Looking at it now I suppose it doesn't make any difference.
I am a kernel layman, so I could be totally wrong.

I think KARL still makes a difference. Because, if I understand correctly, the basic "protection" principle was to hide the kernel somewhere in the big virtual address space.
If by some trick you manage to find out this address space, you might able to read-scan that memory range for interesting things like passwords, buffers etc., without causing a privilege exception.
As most people use generic kernels, the location of all that stuff is well-known if you manage to find a single fixed kernel address.

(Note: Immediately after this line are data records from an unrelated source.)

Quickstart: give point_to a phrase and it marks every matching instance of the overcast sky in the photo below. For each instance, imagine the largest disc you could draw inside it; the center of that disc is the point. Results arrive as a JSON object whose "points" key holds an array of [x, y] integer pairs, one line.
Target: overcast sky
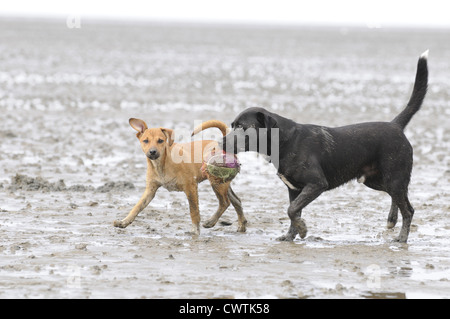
{"points": [[371, 13]]}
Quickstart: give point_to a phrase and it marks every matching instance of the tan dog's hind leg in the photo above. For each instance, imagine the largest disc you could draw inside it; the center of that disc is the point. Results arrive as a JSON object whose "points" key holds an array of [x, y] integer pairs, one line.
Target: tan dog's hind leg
{"points": [[146, 198], [192, 194], [236, 202], [221, 191]]}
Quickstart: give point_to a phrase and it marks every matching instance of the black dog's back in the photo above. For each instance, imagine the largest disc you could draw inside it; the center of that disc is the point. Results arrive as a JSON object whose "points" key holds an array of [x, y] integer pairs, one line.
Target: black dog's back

I guess this approach could be more difficult, when like with KARL the kernel modules are sprayed over the virtual address space. If you manage to find where one module is, this is probably of far less value, when you would possibly have to run multiple attacks on different functions/modules to get substantial information.
But as said I might be wholly wrong.

Edit: yes, I confused some things... a combination of KASLR and KARL would be desirable.
 
But the most amazing thing is that this exploit technique was known already since Jan. 1967, 51 years ago.
Yes, 1967. No typo. Read Fogh's blog post for more info.
No, I think you are exaggerating. In 1967, Tomasulo (I've never met him) published a paper that describes how the IBM 360/91's CPU worked; that was one of the first CPUs that had multiple execution units (it could load, store, calculate, chew gun, rub its tummy, and walk at the same time). The machine was actually designed years earlier (it was an "echo" of the IBM Stretch, the eventually cancelled super-computer that nearly bankrupted IBM). It was heinously complex, and ridiculously fast (for its age), and really pushed the state of the art. But in those days, nobody would have worried about security issues, like one process trying to use side-channels (like measuring instruction timing) to find out where the kernel is located in memory. In those days, programs were only run by people in white lab coats, who had good access to the machine documentation (ever read the IBM 360 POO, the best documentation ever written?), and had complete source code of the operating system (it used to ship to customers on micro-fiche). Hacking didn't exist yet. Tomasulo didn't worry about security, he worried about making the machine reliable, correct, and fast.
 
If this thing is deep as it seem to be, do you think we may start to see more POWER{8,9} available/support around?
 
What makes you think that Power (or Sparc or Itanium or Arm or ...) doesn't have equivalent bugs, which just haven't been found because they are used and tortured less? Or which haven't been discussed in public? Are there any people not on IBM/Oracle/HP/... payroll which develop kernels for these architectures?
 
Tomasulo didn't worry about security, he worried about making the machine reliable, correct, and fast.
You are correct in the sense nobody thought of "exploits" back then as reliability and correctness issues.
But what strikes me is that these basic reliability and correctness issues, as you have put it very well, related with multiple ALU/EU that were discovered back then already, seem to have been overlooked by Intel when they designed similar machines decades later again, just in micro scale...
 
I saw this in the news today:

https://gizmodo.com/report-all-intel-processors-made-in-the-last-decade-mi-1821728240
http://pythonsweetness.tumblr.com/post/169166980422/the-mysterious-case-of-the-linux-page-table

So it seems that there is some kind of memory leakage from kernel space to user space and the fix requires the purge of all kernel address space information from the TLB, which incurs a major performance hit.

How is FreeBSD handling this?

EDIT:

Here's some more links:

https://www.theregister.co.uk/2018/01/02/intel_cpu_design_flaw/
https://lkml.org/lkml/2017/12/27/2
 
I just put together a box with a Ryzen CPU so I'm very happy with that decision. My other FreeBSD box is a Core i5 so that's the only one here I have to worry about.

Hmm, I wonder if I can return my just-bought-yet-to-be-delivered Intel based hardware, and exchange it for AMD based system. This story pretty much states all Intel CPUs made in the last year.